From Fred Siegel. A quote:
Throughout the opening decades of the 20th century, American liberals engaged in a spirited critique of Americanism, a condition they understood as the pursuit of mass prosperity by an energetic but crude, grasping people chasing their private ambitions without the benefit of a clerisy to guide them. In thrall to their futile quest for material well-being, and numbed by the popular entertainments that appealed to the lowest common denominator in a nation of immigrants, Americans were supposedly incapable of recognizing the superiority of European culture as defined by its literary achievements.
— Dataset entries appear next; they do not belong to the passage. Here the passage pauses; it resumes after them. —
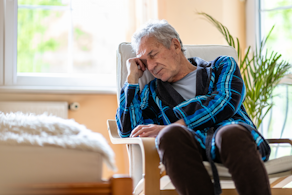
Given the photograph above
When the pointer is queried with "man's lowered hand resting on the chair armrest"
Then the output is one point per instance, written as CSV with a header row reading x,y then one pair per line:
x,y
146,130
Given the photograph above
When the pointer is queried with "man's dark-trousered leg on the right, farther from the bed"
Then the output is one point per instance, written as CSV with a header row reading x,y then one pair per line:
x,y
238,152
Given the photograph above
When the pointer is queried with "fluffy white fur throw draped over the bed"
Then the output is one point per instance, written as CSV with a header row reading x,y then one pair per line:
x,y
46,130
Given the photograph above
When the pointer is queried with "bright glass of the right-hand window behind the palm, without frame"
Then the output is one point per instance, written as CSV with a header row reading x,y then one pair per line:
x,y
277,123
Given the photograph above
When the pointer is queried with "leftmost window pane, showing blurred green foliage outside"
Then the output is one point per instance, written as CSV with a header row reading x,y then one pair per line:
x,y
42,41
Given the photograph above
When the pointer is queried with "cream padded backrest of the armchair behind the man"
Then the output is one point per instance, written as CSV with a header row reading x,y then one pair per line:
x,y
206,52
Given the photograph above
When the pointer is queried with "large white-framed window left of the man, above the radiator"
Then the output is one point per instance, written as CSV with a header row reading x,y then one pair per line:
x,y
61,45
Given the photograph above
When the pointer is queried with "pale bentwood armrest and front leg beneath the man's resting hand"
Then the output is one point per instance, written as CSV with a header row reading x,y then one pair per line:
x,y
149,154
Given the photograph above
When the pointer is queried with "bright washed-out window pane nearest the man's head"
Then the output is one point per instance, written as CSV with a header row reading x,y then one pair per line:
x,y
98,27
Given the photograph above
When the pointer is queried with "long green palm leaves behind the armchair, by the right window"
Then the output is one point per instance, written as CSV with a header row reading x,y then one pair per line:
x,y
261,71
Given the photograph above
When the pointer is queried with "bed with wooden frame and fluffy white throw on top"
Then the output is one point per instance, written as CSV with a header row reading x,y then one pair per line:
x,y
43,154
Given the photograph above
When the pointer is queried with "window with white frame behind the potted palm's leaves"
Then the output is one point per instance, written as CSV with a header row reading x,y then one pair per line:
x,y
261,16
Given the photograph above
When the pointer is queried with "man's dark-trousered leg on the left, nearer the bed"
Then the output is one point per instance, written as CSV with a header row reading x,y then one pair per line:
x,y
182,156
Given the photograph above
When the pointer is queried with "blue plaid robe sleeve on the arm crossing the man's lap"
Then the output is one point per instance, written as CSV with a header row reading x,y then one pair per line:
x,y
226,95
This critique gave rise to the ferment of the 1920s, described by the literary critic Malcolm Cowley as the “exciting years…when…the young intellectuals seized power in the literary world almost like the Bolsheviks in Russia.” The writers Cowley referred to—Sinclair Lewis, F. Scott Fitzgerald, Sherwood Anderson, and Waldo Frank especially—had “a vague belief in aristocracy” and a sense that they were being “oppressed” by the culture of Main Street. But they believed America could be rescued from the pits of its popular culture by secular priests of sufficient insight to redeem the country from the depredations of the mass culture produced by democracy and capitalism. They were championed not only by leftists such as Cowley, but also by Nietzscheans such as H.L. Mencken, the critic and editor whom Walter Lippmann described in 1926 as “the most powerful influence on this whole generation of educated people” who famously mocked the hapless “herd,” “the imbeciles,” the “booboisie,” all of whom he deemed the “peasantry” that blighted American cultural life.